Già questo comportamento, tuttavia, era rivoluzionario: non era mai accaduto che qualcuno si facesse pagare per insegnare ad altri. Fino a quel momento i pensatori, qualunque cosa voglia dire questa parola, erano solo dei personaggi di spicco all’interno delle città in cui vivevano che, avendo tempo e talento, organizzavano le proprie riflessioni in modo organico, a volte anche mettendole per iscritto. Con la parziale eccezione dei pitagorici, che avevano dato vita a una vera e propria comunità di ricerca, chi voleva diventare «discepolo» di un certo filosofo poteva acquistare il suo libro oppure cercare di incontrarlo durante una delle numerose feste panelleniche durante le quali numerose persone si mettevano in viaggio per raggiungere località anche molto lontane dalla madrepatria. Non era mai accaduto invece che dei veri e propri professionisti si spostassero di città in città col preciso scopo di procurarsi allievi per guadagnare: questo aspetto della attività dei «sofistes» fu quello che impressionò e scandalizzò di più i contemporanei.
Ma cosa si proponevano di insegnare e perché potevano ragionevolmente aspettarsi che molte persone avrebbero accettato di spendere somme considerevoli per venire da loro? I sofistès si proclamavano «maestri di aretè», intendendo con questo che potevano insegnare la «aretè» del cittadino agli abitanti della polis.
La parola «aretè» viene normalmente tradotta con il termine «virtù», ma si tratta di una traduzione fuorviante, dato che oggi l’orizzonte semantico della parola italiana riguarda quasi esclusivamente il campo morale.
Il termine greco invece indica quella particolare qualità, diversa per ogni genere di cosa, grazie alla quale quella determinata cosa è davvero se stessa.
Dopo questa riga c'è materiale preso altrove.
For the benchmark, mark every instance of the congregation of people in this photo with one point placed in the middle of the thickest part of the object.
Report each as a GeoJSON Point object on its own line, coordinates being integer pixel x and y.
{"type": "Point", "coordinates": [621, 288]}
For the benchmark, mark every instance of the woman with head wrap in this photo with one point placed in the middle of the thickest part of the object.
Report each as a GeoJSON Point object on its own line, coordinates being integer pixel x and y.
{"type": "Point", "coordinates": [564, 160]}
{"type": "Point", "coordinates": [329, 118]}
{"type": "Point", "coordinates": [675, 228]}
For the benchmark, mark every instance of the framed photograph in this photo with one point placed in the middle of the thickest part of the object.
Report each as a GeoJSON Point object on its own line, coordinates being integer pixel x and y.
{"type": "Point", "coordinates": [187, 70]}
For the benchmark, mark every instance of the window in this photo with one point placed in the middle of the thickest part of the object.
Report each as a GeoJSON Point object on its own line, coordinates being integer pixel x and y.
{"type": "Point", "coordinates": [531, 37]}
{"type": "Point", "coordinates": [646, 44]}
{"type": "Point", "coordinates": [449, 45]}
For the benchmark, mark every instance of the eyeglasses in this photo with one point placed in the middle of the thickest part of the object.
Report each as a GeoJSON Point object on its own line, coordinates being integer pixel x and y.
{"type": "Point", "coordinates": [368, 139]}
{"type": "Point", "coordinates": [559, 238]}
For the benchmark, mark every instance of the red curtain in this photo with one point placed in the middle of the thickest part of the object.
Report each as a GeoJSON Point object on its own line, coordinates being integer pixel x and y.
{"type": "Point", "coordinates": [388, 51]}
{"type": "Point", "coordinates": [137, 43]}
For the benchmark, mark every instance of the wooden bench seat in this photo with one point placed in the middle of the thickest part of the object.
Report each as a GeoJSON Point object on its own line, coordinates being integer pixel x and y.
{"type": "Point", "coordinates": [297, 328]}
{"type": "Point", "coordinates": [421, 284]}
Per esempio, la aretè del cane da guardia è la fedeltà, perché proprio la fedeltà è la caratteristica fondamentale del cane da guardia, grazie alla quale un cane da guardia è davvero un buon cane da guardia. Allo stesso modo, la aretè di un cavallo è la velocità, come la aretè di un pilota di navi è la capacità di saper prevedere i venti e le onde. La aretè di un guerriero omerico era il coraggio, mentre quella di un guerriero oplita deve comprendere anche la temperanza.
Qual è la aretè di cui si dichiarano «maestri» i sofistès? È ciò che rende un abitante della nuova polis un buon cittadino, ossia è la capacità di parlare in pubblico nelle assemblee per far prevalere la propria opinione.
I sofistès quindi erano prima di tutto dei «tecnici della parola parlata», che avevano sviluppato molte strategie per prevalere sugli interlocutori tanto nei dibattiti pubblici e politici quanto nelle conversazioni private: furono cioè «retori» nel senso antico del termine.
È importante rilevare che l’ambito in cui si muovono è quello orale: quando rileggiamo oggi le loro argomentazioni dovremmo sempre ricordarci che esse furono concepite nel dialogo vivo e immediato tra due parlanti in carne ed ossa, e che una volta messe su carta perdono molto della loro efficacia.
Per ottenere questo risultato la prima generazione di sofistès esplorò varie opzioni:
- Simonide di Ceo per esempio, originariamente un poeta, puntò sulla mnemotecnica;
- Prodico sulla sinonimica,
- Ippia sul sapere enciclopedico.
Tra i primi sofistès però quelli che si imposero sugli altri furono Protagora e Gorgia.